Ähnlich wie der Fussball-Lehrer machten auch seine Profi aus ihrer Schadenfreude keinen Hehl. Nach seinem Treffer (28.) ahmte Neymar die Jubel-Geste des Dortmunders Erling Haaland aus dem Hinspiel (2:1) nach und setzte sich in Buddha-Pose auf den Rasen. Im Anschluss an die Partie liessen sich fast alle PSG-Profis gemeinsam in der Meditationsgeste fotografieren. «Es gehört ein bisschen dazu, dass man sich revanchiert», kommentierte Nationalspieler Thilo Kehrer, «man kann drüber streiten, ob das sein muss. Aber das sind Emotionen, die muss man nicht verstecken.» Schmunzelnd fügte er an: «Als Ex-Schalker den Dortmundern eins auszuwischen, etwas Besseres gibt es nicht.»
Als wäre das neuerliche Achtelfinal-Aus nicht schmerzlich genug, mussten die Borussen auch noch diese Sticheleien der Gegner verkraften. Nach dem gruseligen Auftritt im Geisterspiel ging Michael Zorc mit dem Team hart ins Gericht. «Paris musste sich nicht grossartig anstrengen», befand der Sportdirektor, «wir waren im Vorwärtsgang viel zu harmlos.» Dass die Partie aufgrund der Coronavirus-Epidemie vor leeren Rängen ausgetragen wurde, war nach seiner Einschätzung nicht der Grund für den schwachen Auftritt des Teams vor allem in der ersten Halbzeit: «Ich glaube nicht, dass es mit der Atmosphäre zu tun hatte. Wir hatten einfach zu viele Spieler unter Form.»
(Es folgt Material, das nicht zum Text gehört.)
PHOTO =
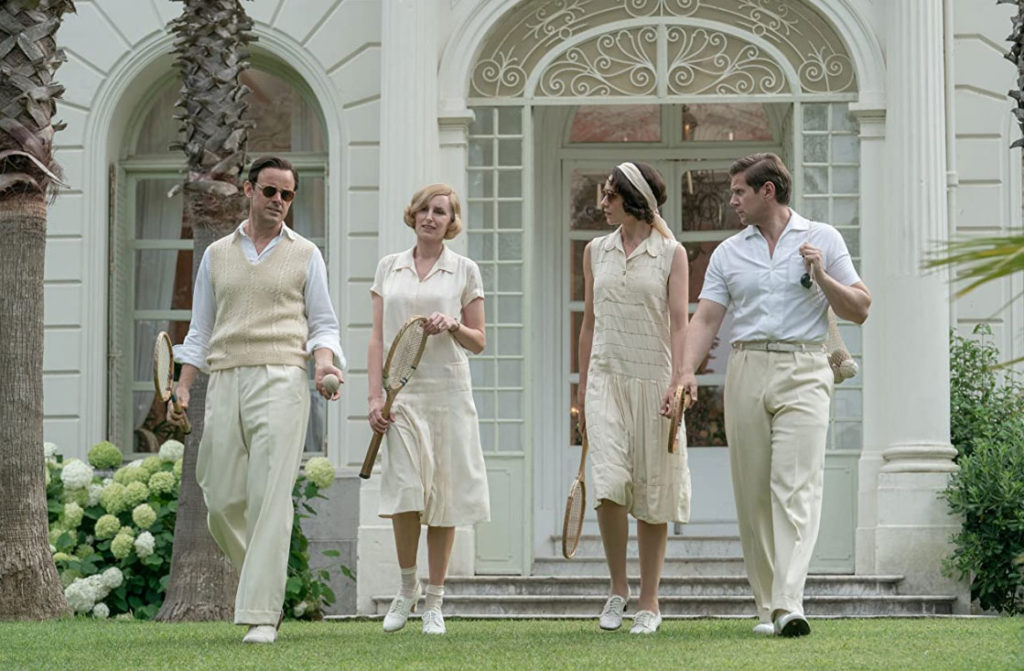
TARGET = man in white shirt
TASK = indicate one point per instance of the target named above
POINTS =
(260, 310)
(778, 276)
Die Rote Karte für Emre Can in der hektischen Schlussphase mit Rudelbildung und einer Rangelei mit Neymar erhöhte bei allen Beteiligten den Frust. «Das ist zu hart, fast schon lächerlich», kommentierte BVB-Coach Lucien Favre die Entscheidung. Ähnlich sah es Zorc: «Wir wissen, dass Neymar ein guter Schauspieler ist. Das hat er heute gezeigt.»
Doch der Bundesliga-Zweite scheiterte weder an der Roten Karte noch an einem übermächtigen Gegner oder an den besonderen Umständen, sondern mal wieder an sich selbst. Wie schon in den Auswärtsspielen der Gruppenphase beim FC Barcelona (1:3) und bei Inter Mailand (0:2) agierte das Team zu zaghaft und blieb weit unter seinen Möglichkeiten. «Jeder kleine Fehler war heute sehr teuer», klagte Favre, der seit seinem Amtsantritt 2018 in Dortmund alle vier Achtelfinal-Partien in der Champions League und im DFB-Pokal verlor.
Der schwache Auftritt in Paris macht wenig Mut für das Revierderby am Samstag (15.30 Uhr/Sky) gegen den FC Schalke 04. Immerhin konnten sich die Borussen schon mal daran gewöhnen, wie es ist, in einem leeren Stadion zu spielen. Doch die Vorfreude auf ein weiteres Match ohne Zuschauer hielt sich bei Angreifer Haaland in Grenzen: «Es ist scheisse, so einfach ist das. Ich habe meine Dortmunder Fans vermisst. Um ehrlich zu sein: Ich brauche sie.»